5.41am thinking long term

I mentioned infinite games on my blog a few times and although I really like the concept in general I feel like it’s difficult for me to apply it consistently to how I manage life. I must say here, since discovering infinite games, I didn’t do any info dumping, as I always remember some of the information can be added later, so that is an improvement.

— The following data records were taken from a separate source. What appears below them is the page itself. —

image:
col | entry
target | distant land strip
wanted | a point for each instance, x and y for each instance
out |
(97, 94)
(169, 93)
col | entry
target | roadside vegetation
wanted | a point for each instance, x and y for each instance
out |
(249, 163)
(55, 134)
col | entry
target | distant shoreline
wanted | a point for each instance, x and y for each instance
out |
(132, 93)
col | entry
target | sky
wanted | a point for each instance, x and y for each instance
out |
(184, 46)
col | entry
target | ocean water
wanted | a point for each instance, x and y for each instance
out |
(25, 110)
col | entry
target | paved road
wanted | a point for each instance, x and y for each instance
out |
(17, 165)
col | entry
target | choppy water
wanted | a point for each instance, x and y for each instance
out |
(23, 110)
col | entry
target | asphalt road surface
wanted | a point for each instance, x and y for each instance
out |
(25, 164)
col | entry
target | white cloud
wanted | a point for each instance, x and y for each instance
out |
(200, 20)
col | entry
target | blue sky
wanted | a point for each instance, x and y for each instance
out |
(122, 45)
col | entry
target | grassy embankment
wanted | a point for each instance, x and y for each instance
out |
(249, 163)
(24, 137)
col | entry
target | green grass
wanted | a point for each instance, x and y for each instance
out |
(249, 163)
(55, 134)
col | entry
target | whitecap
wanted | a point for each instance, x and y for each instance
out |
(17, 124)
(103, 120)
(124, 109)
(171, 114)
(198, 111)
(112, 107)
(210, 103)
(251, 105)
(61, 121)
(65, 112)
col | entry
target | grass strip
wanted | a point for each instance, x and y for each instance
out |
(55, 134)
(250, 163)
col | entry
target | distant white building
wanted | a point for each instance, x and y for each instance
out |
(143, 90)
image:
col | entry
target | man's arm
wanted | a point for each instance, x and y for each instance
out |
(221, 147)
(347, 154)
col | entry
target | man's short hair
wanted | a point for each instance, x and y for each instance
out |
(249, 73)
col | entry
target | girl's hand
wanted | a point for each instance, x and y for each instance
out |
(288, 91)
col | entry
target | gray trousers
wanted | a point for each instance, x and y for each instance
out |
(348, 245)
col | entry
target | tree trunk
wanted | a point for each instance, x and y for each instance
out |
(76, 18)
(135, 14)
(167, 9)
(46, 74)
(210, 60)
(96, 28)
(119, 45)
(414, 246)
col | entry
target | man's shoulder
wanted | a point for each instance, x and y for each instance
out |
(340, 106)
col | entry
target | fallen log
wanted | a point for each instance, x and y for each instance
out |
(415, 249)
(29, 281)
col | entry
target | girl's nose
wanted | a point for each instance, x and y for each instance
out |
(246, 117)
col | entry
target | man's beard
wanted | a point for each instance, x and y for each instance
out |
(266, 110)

However, I participated in email interview a few days ago for another website and I was told yesterday that it will be published on 21st of September. And I thought that’s two weeks from now. This concept that something is going to happen in two weeks is totally foreign to me! At least in relation to my website or in general to being heard and recognised.

I sometimes think that I didn’t manage to be successful in any area because I couldn’t comprehend that I need to wait for results. But how can I wait patiently if future seems totally blank?

Redecor

Something is going to happen in two weeks. Even thinking like that is a good exercise.

Although the lack of success thing is probably more complicated than that. First of all I was made to believe that I’m good at maths when the truth is, I’m only good at spotting patterns but maths is not really my thing. Neither IT. I’m not really interested in any of that. What I’m really interested in are people, but from my autistic point of view. I so far didn’t find any use for it.

But I do admit that my job in care, although I did not dislike it, didn’t really suit me and I wasn’t doing anything about it because staying in that job at least meant that I knew what is going to happen in two weeks (or two years for that matter): life will be exactly the same, constant, predictable.

When I started this blog I got upset a couple of times that no one seems to listen to what I have to say and I wanted to delete it on several occasions. There was something compulsive about it: I can’t get what I want so I don’t want anything at all. Obviously I know this is not a good way of approaching life but it felt stronger than my logic. I guess it’s an autistic thing.

I am glad now that I didn’t. Writing really helps. I don’t know what I would do without it.